A great troupe of cackling, pro-terror chimpanzees gathered to hurl great handfuls of faeces into the wide-eyed, trusting faces of pure-hearted politicians, unless their report absolves the Prime Minister of wrongdoing, in which case see 1.

Thursday, 3 December 2009

The Week In Decency - Twitter

Chilcot Iraq inquiry to find Blair innocent! No laughing until you've read the postgraduate thesis they'll plagiarise to justify their findings.

Hooray! Benny Morris threatens Israel's neighbours with World War III, calls US President a pussy.

Hitchens - Evil people do evil things because they are evil. An intellectual titan - Norm agrees, by the way.

Law and order hawks - Pitbulls make excellent guard dogs if you're worried about being burgled by toddlers.

Swiss racists - disguise your bigotry by forbidding all religious people from putting minarets in their mosques, and not just Muslims. (Note on the text - this is rather like setting strict laws on what both men and women can do with their own vaginas).

Harry's Place - Encourage the French to commit more troops to our military clusterfucks by calling them cowardly wretches.

Celtic v Hapoel Tel Aviv - As a Hoops fan, I say no political protest at the game. There's no place at Parkhead for religion or politics.

Hook-handed extremist clerics - Improve your life expectancy by avoiding clocks, crocodiles and any clock/crocodile-related activities.

Peak Soviet forces in Afghanistan - 115,000 troops. 130,000 coalition troops will defo do the trick this time tho. Go Obama!

Would it be moral to clone Adolf Hitler, then immediately have him shot for war crimes?
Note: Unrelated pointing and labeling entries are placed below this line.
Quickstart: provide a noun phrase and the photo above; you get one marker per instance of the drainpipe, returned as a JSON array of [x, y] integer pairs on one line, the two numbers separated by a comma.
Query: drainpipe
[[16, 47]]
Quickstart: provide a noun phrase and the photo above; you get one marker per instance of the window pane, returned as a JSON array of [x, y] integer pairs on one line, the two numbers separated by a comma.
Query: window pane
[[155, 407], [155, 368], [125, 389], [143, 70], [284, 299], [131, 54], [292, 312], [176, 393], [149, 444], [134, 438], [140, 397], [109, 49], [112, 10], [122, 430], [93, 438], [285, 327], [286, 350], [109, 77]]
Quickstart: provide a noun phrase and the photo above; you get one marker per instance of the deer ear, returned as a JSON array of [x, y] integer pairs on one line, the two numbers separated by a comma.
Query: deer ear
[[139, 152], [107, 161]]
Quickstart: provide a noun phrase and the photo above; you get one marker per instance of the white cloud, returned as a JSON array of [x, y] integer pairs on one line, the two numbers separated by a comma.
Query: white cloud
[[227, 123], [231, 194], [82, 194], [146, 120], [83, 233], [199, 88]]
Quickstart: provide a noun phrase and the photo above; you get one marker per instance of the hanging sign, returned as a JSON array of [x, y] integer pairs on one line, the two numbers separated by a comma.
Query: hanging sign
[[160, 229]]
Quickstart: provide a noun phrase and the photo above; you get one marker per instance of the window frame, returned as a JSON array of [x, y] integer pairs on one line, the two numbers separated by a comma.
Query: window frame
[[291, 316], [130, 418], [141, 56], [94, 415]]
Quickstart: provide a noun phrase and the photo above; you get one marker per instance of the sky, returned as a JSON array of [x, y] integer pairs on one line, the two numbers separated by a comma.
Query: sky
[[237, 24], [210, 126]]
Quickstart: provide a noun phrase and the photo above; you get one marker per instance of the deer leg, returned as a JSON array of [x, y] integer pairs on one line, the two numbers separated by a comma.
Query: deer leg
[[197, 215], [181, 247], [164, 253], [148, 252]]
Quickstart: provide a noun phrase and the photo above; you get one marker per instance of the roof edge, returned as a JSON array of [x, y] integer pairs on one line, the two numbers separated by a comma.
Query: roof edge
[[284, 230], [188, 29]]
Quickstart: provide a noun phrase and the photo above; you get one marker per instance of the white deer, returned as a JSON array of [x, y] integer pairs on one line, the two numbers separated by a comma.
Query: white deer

Note - if you answered "No," then you are a Nazi.

Actually, if I could clone anyone, it'd be Pablo Picasso, so that I could call him an asshole, just to infuriate the Modern Lovers.

When Seal wrote "Crazy," he clearly wasn't talking about CifWatch or he would've called it "Wonk-Wonk Fuckadoodle Bugshit". (No we're never gonna survive, unless...)

Daily diatribes on Decent developments here.



Bizarre ethnoreligious insult used by wackadoodle wingnuts to demean and disregard the opinions of non-wingnut members of the Jewish faith that this writer, for one, is not touching with a fucking bargepole.